Aku mengangguk, menyetujui ucapan kembarku.

Satria bak dewa di komplek kami. Omongan si cengengesan dan tukang rebel sepertiku dan Marvin tentu dianggap fitnah dan hoax. Hah, don't judge a book by its cover. Yang kelihatan sholeh seperti Satria ternyata tipenya penyanyi dangdut.

"Seandainya ada cara," keluh Marvin.

Aku membeku. Mendadak mendapat inspirasi. Benar kata Marvin, seharusnya ada cara mencegah perjodohan konyol ini.

"Vin," panggilku.

Kembaranku itu memutar tengkuknya. Menoleh ke arahku dengan netranya yang memerah. Duh, pasti di mata jejeran pacarnya yang seperti asrama putri itu akan langsung meleleh. "Aku punya cara biar terbebas dari perjodohan ini."
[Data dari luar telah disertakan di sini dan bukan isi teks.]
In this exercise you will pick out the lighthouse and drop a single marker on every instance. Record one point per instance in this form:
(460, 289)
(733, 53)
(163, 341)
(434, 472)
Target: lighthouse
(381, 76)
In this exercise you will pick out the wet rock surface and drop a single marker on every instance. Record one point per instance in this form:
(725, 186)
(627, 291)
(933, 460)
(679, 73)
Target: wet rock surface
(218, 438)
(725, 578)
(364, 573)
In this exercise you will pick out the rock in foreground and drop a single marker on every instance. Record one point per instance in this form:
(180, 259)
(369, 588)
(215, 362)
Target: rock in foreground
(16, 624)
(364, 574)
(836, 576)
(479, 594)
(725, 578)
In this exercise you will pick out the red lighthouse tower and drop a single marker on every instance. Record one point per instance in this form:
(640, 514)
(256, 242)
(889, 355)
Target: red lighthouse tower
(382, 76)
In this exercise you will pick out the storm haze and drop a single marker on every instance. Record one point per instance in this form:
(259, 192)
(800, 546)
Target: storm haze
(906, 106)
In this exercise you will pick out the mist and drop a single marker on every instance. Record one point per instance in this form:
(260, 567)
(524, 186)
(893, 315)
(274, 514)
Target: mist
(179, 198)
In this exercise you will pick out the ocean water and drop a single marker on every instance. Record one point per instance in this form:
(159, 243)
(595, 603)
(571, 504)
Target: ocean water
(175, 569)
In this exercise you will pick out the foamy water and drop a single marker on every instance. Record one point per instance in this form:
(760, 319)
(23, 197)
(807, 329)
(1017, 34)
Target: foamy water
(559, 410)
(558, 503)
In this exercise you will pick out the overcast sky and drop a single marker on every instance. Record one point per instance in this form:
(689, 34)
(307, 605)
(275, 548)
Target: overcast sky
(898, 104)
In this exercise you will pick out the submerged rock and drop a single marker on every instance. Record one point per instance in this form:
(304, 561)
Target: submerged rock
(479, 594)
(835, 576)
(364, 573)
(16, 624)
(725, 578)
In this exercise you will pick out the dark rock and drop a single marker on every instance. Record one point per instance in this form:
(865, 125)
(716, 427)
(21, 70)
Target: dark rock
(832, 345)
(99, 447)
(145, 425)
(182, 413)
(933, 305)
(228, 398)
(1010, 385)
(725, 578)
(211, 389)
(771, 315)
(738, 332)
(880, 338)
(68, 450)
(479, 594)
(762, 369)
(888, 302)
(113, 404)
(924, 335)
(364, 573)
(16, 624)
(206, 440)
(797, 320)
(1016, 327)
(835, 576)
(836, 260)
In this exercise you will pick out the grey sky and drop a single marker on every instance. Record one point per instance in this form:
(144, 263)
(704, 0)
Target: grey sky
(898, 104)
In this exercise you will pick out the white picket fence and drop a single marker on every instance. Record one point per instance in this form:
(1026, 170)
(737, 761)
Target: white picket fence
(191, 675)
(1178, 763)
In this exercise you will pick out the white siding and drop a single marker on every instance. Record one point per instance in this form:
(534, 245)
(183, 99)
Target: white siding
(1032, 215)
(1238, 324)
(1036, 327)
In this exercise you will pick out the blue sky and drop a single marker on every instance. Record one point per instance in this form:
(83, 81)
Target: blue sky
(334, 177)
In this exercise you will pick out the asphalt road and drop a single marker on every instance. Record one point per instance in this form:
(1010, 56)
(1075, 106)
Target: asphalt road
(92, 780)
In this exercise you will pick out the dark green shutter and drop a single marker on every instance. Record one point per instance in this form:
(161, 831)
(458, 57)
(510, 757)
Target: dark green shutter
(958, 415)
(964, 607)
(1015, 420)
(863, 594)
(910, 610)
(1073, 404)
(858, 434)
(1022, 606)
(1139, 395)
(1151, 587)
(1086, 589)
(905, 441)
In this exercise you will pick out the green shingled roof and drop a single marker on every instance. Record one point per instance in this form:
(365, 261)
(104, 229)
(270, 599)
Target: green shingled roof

Marvin mengernyit, tapi sedetik kemudian ia menatapku horor. "Rencana gila apa lagi yang mau lo lakuin, Mei?"

***

Tepat pukul dua pagi, Marvin mengantarku ke Bogor. Rencana nekat dan gilaku disetujui oleh kembaranku. Ia bahkan menjadi kaki tangan dari kegilaan ini. Sekarang, Marvin menjadi sopir pelarianku. Hebat sekali, aku merasa jadi majikan.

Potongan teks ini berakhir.